I am very proud to say that there is now a policy for all HIV-infected children to be allowed to go into schools and not be discriminated against.
And in the same year, just before I started school, my mommy Daphne died.
She went on holiday to Newcastle - she died in her sleep. And mommy Gail got a phone call and I answered and my aunty said "please can I speak to Gail?"
Mommy Gail told me almost immediately my mommy had died and I burst into tears.
My mommy Gail took me to my mommy's funeral.
I saw my mommy in the coffin and I saw her eyes were closed and then I saw them lowering it into the ground and then they covered her up.
My granny was very sad that her daughter had died.
Then I saw my father for the first time and I never knew I had a father.
He was very upset but I thought to myself, "why did he leave my mother and me?"
And then the other people asked mommy Gail about my sister and who would look after her and then mommy Gail said "ask the father".
Ever since the funeral, I have been missing my mommy lots and I wish she was with me, but I know she is in heaven. And she is on my shoulder watching over me and in my heart.
I hate having Aids because I get very sick and I get very sad when I think of all the other children and babies that are sick with Aids.
I just wish that the government can start giving AZT to pregnant HIV mothers to help stop the virus being passed on to their babies.
Babies are dying very quickly and I know one little abandoned baby who came to stay with us and his name was Micky.
He couldn't breathe, he couldn't eat and he was so sick and mommy Gail had to phone welfare to have him admitted to a hospital and he died.
But he was such a cute little baby and I think the government must start doing it because I don't want babies to die.
Because I was separated from my mother at an early age, because we were both HIV positive, my mommy Gail and I have always wanted to start a care centre for HIV/Aids mothers and their children.
I am very happy and proud to say that the first Nkosi's Haven was opened last year.
And we look after 10 mommies and 15 children.

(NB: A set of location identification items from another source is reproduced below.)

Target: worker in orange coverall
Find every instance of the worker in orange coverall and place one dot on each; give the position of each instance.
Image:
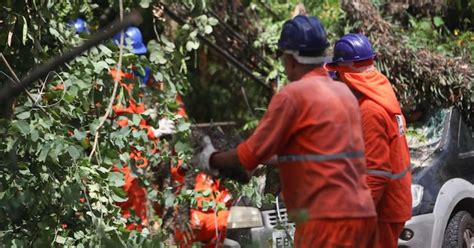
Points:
(137, 195)
(313, 125)
(208, 225)
(383, 125)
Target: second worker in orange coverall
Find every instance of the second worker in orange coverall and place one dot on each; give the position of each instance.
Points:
(383, 126)
(313, 125)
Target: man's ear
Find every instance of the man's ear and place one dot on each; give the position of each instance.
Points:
(292, 61)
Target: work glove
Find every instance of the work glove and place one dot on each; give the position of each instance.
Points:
(202, 159)
(165, 127)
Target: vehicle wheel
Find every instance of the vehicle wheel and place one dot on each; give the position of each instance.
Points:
(460, 231)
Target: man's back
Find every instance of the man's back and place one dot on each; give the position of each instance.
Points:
(313, 125)
(330, 182)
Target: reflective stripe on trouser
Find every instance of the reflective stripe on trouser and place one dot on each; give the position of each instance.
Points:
(320, 157)
(390, 174)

My mommy Gail and I want to open five Nkosi's Haven by the end of next year because I want more infected mothers to stay together with their children - they mustn't be separated from their children so they can be together and live longer with the love that they need.
When I grow up, I want to lecture to more and more people about Aids - and if mommy Gail will let me, around the whole country.
I want people to understand about Aids - to be careful and respect Aids - you can't get Aids if you touch, hug, kiss, hold hands with someone who is infected.
Care for us and accept us - we are all human beings.
We are normal. We have hands. We have feet.
We can walk, we can talk, we have needs just like everyone else - don't be afraid of us - we are all the same!
... HULDE aan deze Nkosi Johnson, vandaag op 12-jarige leeftijd gestorven aan de ziekte waarmee hij is geboren: aids. Dit eerbetoon klinkt uiterst sentimenteel, ik wéét het. Er zijn duizenden kinderen die dagelijks sterven, mondiaal. Vele duizenden, wellicht. Nkosi is een media-hype geworden. De jongen kon het aan, in het besef dat hij stervende was.
Vandaag hoorde ik op de radio de “relativering” dat dit kind, Nkosi, vroegrijp was (en daarom zo “slim” in zijn bewoordingen, juist omdat hem een tragisch lot was beschoren, zoals (in zijn geval) aids. Het is wederom de zoveelste ontkenning van het kind, het niet serieus nemen van een kind… Immers, in de ogen van het gepeupel KAN een kind geen wijze woorden spreken, primair vanuit zichzelf… tenzij hem of haar iets drastisch overkomt. Zoals in het geval van deze Nkosi. Dan is hij, door de gegeven omstandigheden, “vroegrijp”.
Walgelijk!
Desondanks, van mijn kan oprechte eerbied en respect voor deze jongen. Laten we hem maar niet vergeten.